Jackson: Schauen Sie, ich hatte für den Irak-Krieg nichts übrig, das ist bekannt. Großbritannien muss nicht überall Truppen hinschicken. Den meisten Konflikten tut es nicht gut, wenn wir uns einmischen. Vor allem, wenn wir keinen klaren Plan und keine klare Exit-Strategie haben. Wir haben über die Jahre so viel Geld für unsere Armee ausgegeben, da stehen Hubschrauber in der Gegend herum, die wir noch nicht einmal ausprobiert haben. Natürlich kann man bei der Verteidigung sparen. Acht Prozent dort sind doch nichts, wenn man es damit vergleicht, dass dem Innenministerium jährlich vier Prozent abgeknapst werden.

profil: Was aber soll mit Afghanistan passieren? Großbritannien kann seine Truppen nicht einfach abziehen.
Jackson: Nein, das können wir nicht. Wir haben dort eingegriffen, wir müssen die Sache zu Ende führen. Auch wenn es kein Happy End gibt.
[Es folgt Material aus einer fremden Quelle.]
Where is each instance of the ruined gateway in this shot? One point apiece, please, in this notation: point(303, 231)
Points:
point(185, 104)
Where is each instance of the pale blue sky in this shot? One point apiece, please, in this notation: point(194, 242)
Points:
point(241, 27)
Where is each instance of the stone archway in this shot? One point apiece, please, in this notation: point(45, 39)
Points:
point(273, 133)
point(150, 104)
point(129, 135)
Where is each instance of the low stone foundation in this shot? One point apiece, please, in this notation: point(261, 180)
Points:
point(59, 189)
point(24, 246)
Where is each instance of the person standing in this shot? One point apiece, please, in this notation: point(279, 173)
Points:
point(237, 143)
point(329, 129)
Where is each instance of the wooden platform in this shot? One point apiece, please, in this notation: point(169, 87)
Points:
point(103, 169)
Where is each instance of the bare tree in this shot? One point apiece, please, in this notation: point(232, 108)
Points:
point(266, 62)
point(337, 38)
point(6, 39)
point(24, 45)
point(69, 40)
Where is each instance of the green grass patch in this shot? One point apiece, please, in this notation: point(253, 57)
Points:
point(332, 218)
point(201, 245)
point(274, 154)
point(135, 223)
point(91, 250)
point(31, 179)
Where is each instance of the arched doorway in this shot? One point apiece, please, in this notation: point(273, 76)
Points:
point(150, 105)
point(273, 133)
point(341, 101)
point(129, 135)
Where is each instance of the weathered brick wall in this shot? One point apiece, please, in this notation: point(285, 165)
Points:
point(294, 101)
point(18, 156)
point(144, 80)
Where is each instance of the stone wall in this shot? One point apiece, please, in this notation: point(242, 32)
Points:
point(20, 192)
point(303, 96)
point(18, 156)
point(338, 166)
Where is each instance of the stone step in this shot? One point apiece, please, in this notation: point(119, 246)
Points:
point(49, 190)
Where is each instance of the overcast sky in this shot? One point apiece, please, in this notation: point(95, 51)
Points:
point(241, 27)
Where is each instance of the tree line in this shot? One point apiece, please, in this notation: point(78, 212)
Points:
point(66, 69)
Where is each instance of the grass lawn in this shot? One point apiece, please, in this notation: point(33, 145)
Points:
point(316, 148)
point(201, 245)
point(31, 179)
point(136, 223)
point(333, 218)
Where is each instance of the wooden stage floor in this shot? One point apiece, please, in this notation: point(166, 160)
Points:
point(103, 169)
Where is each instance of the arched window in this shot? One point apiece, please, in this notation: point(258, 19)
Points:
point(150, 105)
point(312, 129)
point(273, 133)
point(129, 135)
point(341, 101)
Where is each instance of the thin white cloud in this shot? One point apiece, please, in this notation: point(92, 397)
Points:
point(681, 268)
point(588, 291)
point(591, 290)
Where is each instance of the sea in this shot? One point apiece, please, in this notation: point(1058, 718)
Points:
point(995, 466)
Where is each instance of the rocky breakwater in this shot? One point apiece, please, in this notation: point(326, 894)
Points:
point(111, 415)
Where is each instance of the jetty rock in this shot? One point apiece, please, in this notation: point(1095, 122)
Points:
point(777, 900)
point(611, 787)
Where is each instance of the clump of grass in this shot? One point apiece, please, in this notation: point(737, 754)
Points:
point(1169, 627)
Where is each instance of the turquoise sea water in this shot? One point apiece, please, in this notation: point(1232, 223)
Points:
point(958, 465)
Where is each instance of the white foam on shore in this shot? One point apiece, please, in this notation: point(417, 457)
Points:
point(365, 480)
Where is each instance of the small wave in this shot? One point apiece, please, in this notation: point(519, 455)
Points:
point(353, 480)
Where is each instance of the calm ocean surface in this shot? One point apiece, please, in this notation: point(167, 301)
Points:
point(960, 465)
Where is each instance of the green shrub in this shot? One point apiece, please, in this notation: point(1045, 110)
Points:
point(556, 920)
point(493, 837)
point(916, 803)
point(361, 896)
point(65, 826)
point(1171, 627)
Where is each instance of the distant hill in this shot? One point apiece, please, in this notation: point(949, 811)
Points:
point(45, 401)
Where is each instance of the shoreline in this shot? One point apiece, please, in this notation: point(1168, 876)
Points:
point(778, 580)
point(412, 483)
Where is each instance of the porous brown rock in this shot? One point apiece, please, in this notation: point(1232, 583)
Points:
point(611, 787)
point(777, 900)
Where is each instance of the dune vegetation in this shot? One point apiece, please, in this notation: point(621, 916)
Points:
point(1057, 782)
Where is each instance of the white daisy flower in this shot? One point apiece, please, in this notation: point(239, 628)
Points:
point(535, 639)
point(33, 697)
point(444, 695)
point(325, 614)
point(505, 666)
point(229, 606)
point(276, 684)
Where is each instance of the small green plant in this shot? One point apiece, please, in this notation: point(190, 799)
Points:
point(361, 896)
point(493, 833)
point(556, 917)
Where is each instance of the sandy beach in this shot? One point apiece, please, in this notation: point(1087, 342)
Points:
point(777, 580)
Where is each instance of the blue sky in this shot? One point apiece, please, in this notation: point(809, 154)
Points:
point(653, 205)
profil: Nach den Sparplänen der Regierung wird Großbritannien nur noch einen Einsatz in der Größe von jenem in Afghanistan mit 6500 Soldaten bewältigen können. Kann England noch seine Rolle als Weltpolizist spielen, wenn die Armee derart geschrumpft wird?
Jackson: Wir brauchen bloß eine klare Strategie, wo wir zu welchem Zweck Soldaten hinschicken. Dann kann man auch mit weniger Soldaten nach dem Rechten sehen. Dafür sind ja auch Entwicklungshilfe und Diplomatie da. Wir brauchen nicht jedes Jahr neue Kampfflugzeuge, Atom-U-Boote oder Flugzeugträger. Damit exportiert man in den seltensten Fällen Demokratie.

profil: Die meisten Minister müssen ihre Ressorts jetzt um rund 20 Prozent abschlanken. Niemand will bei sich sparen, das ist nur natürlich. Sie vertreten das Londoner Villenviertel Hampstead im Parlament. Gehen die Wünsche der wohlhabenden Wähler nicht gegen Ihre politischen Überzeugungen?
Jackson: Innerhalb meines Wahlkreises gibt es auch zwei sehr arme Bezirke. In London liegen die sozialen Gegensätze oft sehr nah beieinander. Aber es stimmt: In Hampstead habe ich Wähler, die gegen die Erbschaftssteuer sind, weil sie ihre Villen lieber den Kindern vererben wollen, statt ihr Vermögen dazu zu verwenden, das Altersheim zu zahlen, in dem wir alle irgendwann landen. Wenn es um das eigene Geld geht, dann ist allen der Wohlfahrtsstaat lieb und teuer. Warum aber soll der Staat vermögenden Bürgern die Alterspflege zahlen? Es kommt teuer genug, wenn der Staat für jene sorgt, die es selbst nicht können.

profil: Die Labour Party hat jetzt mit dem 41-jährigen Ed Miliband einen neuen Vorsitzenden. Er trifft bereits autonome Entscheidungen, widersetzt sich dem Druck der Parteilinken und hat ein balanciertes Schattenkabinett bestellt. Sind Sie mit Ihrem neuen Parteichef zufrieden?
Jackson: Ich war an sich gegen einen schnellen Führungswechsel. Wir haben damit der Regierung sechs Monate Narrenfreiheit gegeben, weil wir mit uns beschäftigt waren. Ich bin froh, dass wir uns jetzt darauf konzentrieren können, Opposition zu machen. Nicht die Labour Party ist das Problem, sondern die Regierungspolitik.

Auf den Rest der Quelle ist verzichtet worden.